Sayra Fischer Lebenthal was a Wall Street banker. In 1925, at the age of 27, she co-founded investment banking firm Lebenthal & Company with her husband Louis Lebenthal, and was responsible for democratizing the municipal bond business. She continued to work full time until the age of 92. After Louis’s death in 1951, Sayra became the first woman to run a Wall Street brokerage firm. Among her innovations was organizing a department exclusively for women investors.
Biography
Sayra Fischer was born to Russian immigrants in Monmouth County, New Jersey. She was raised in Keyport, New Jersey and graduated from Keyport High School in 1915. She attended Syracuse University College of Law and graduated in 1920 as one of only two women in the class to earn a law degree. She was admitted to the New York Bar in 1923. After marrying Louis Lebenthal in 1925, they established a bond trading partnership and sold small lots of bonds to small investors, broadening a market that had traditionally only been open to the wealthy. After her husband's death in 1951, she stayed in the business and developed a focus on tax-exempt municipal bonds for small investors. She continued to work in the company she had founded well into her 90s. On March 19, 1994, Sayra died, aged 95, after a lengthy illness.
Honors
The is presented to a woman in the financial services profession who, like Sayra, believed in teaching women the importance of understanding their investments and taking responsibility for their financial lives.
Personal
Louis and Sayra Lebenthal helped democratize municipal bonds, which had long been almost an exclusive province of the insurers and the rich.

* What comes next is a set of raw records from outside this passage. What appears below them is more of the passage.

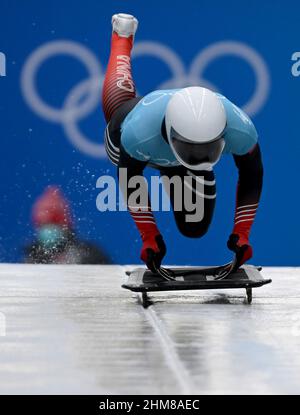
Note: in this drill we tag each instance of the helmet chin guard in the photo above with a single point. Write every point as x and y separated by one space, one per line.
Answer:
195 123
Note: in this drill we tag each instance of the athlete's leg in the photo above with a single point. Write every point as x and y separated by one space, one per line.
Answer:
203 196
118 85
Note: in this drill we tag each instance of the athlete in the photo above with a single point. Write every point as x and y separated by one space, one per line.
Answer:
181 132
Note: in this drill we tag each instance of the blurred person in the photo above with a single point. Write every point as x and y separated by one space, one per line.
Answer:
180 132
56 240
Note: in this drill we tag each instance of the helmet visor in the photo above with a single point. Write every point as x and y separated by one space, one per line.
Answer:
193 154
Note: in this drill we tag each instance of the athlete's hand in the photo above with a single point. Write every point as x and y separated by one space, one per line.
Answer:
241 247
153 251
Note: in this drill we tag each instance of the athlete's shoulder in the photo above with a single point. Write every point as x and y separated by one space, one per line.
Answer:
240 132
141 129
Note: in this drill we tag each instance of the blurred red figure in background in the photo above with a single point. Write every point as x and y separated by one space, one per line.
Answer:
56 241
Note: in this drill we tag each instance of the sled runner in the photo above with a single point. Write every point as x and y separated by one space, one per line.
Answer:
194 278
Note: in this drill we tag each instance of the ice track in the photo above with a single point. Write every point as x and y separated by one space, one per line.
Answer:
72 329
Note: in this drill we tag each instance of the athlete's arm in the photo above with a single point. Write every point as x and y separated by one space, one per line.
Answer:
250 171
153 249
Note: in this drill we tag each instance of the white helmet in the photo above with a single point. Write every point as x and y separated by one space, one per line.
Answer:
195 122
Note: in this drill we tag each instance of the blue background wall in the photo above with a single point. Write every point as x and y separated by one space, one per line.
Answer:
36 152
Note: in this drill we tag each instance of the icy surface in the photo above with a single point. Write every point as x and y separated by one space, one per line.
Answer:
72 329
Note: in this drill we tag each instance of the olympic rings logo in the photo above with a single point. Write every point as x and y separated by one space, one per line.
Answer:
84 97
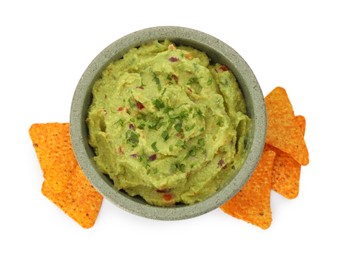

Louis died in 1951, but Sayra kept working until her retirement at age 93 in 1992. Sayra remarried in 1956 to I. Arnold Ross, a lawyer and former State Assemblyman. He died in 1981. Sayra's daughter Eleanor Lebenthal Bissinger worked at the firm alongside her husband for nearly twenty years. Her son Jim Lebenthal, was the firm's chairman and spokesman, until 1995 when he shifted the responsibility for the company to his daughter Alexandra Lebenthal, one of Sayra’s five grandchildren.